成功の興奮か、はたまたこの3日という時間のほとんどを寝ずに、また禄に食事も摂らずに過ごしたせいか、ちょっと目眩がした。そこに部屋がノックされた。
「ロイ。居るか?」
「……あぁ」
「入っても大丈夫か?」
「あぁ。ちょうど今、一段落したところだ」
部屋に入ってきたのは同僚のジェイクだ。その後ろには人間の子供サイズのゴーレムが居る。どうやらゴーレムの小型化に成功したようだ。そんなジェイクが俺の手元にあるビーカーを見て驚いた顔をした。
「おっ。魔黒晶の液体化に成功したのか!」
「あぁ。ようやくだ」
「すげーな!」
ジェイクがビーカーの中身をしげしげと眺めている。少し名残惜しいが、このままでは話が前に進まないので話題を振ってみた。
「それで。どうしたんだ?」
「あぁ。エマちゃんが心配してたぜ。7日も仕事から家に帰ってきてないんですが、だって」
「えっ、7日だって? いや。確か今日で3日目だったはずだが?」
「いいや。お前の出勤記録を調べたがエマちゃんが正しい。お前は今日で7日も連続で仕事し通してるんだ。俺も人のことは言えんが、お前は妻が居る身だろ? 家族は大事にしないとな。さぁもう今日は帰った帰った。結果は出たんだろ?」
「あぁ。そうか。名残惜しいが、いったん帰らせてもらうか」
「いったんじゃねぇ。まじで結晶化の病気の治療薬を見つける前に、お前が死ぬぞ? 休め。ゆっくり休め。3日ぐらい休め」
「3日も休んでられねぇよ。現在進行系で結晶化に苦しんでいる人たちが世界中には大勢いるんだぞ?」
「だからって焦って、お前が倒れたら元も子もねぇだろ。それにこのままじゃいくら理解のあるエマちゃんだって愛想を尽かしちまうぜ?」
「それは困るな……」
「そうだろ。だから少し休め。なんなら7日ぐらい休め。あぁ。今回の実験の記録だけはしていけよ?」
「あぁ。じゃあ後は頼むわ」
「了解だ。任せろ」
俺は片付けもそこそこに信頼する親友に後を任せて、研究塔を出たのだった。
外に出ると、雪がチラチラと舞い、それが所々に積もっていて、とにかく寒い。息を吐くと白い蒸気が灰色の空に舞った。そんな寒空の下で一生懸命叫んでいる人がいる。
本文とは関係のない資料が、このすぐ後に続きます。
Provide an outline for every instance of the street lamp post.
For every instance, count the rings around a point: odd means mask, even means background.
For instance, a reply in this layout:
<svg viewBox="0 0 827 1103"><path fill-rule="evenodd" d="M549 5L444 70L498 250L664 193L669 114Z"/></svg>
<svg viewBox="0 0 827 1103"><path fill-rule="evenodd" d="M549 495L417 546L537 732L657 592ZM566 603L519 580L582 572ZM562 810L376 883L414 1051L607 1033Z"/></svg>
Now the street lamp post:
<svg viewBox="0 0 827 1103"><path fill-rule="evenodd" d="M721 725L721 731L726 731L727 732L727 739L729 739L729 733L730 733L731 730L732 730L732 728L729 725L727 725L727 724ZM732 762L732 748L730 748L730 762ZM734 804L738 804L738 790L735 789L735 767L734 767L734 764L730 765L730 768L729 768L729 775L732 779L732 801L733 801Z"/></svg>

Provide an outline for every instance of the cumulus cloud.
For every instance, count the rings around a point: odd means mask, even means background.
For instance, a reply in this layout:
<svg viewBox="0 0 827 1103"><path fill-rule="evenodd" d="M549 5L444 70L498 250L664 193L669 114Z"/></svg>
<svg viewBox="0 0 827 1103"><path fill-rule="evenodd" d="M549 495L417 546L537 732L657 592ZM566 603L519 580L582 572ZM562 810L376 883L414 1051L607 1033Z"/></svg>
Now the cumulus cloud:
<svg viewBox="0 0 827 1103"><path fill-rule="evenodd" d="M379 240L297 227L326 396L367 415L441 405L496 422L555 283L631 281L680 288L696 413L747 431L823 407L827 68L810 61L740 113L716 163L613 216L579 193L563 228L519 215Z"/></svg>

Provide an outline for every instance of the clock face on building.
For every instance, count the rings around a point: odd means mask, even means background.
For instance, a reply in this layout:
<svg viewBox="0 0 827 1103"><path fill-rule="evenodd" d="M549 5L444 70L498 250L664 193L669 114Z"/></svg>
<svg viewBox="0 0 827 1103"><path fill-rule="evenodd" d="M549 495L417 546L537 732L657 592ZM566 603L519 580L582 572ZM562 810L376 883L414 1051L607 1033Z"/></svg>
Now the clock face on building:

「この世界は滅びに瀕している。それもこれも魔導文明という利器のせいだ。ゴーレムは言うに及ばず、人間が世界中のマナを使い、枯渇させたがために神がお怒りになった結果、人を。動物を、植物を、そして魔物ですら結晶化を起こしている。罪人たる人間はもう滅ぶしか無いだろう。しかしだ。救済はある! 魔導機を捨て、昔のような人の生活に戻り、今世で人としての徳を積めば、死後に神の御下での生活を許されるだろう」
真っ白の生地に銀糸の刺繍が入ったローブを纏ったあれは、ケスレスト教の信者だ。ケスレスト教は終末思想を掲げた、いわゆる新興宗教だ。現在この帝国でその規模を拡大していっているという。
「神の怒りだって? バカバカしい」
神が怒るほどのことか。そもそも空間に満ちるマナを人間が使った程度で枯渇するなんてありえない。世界は広大で深遠なのだから。
結晶化はただの病気だ。俺が。俺たち賢者の塔の人間で、きっと結晶化の原因を突き止め、治療薬を開発してみせる!
決意を新たに自宅までの道に積もる雪を踏みしめながら歩く。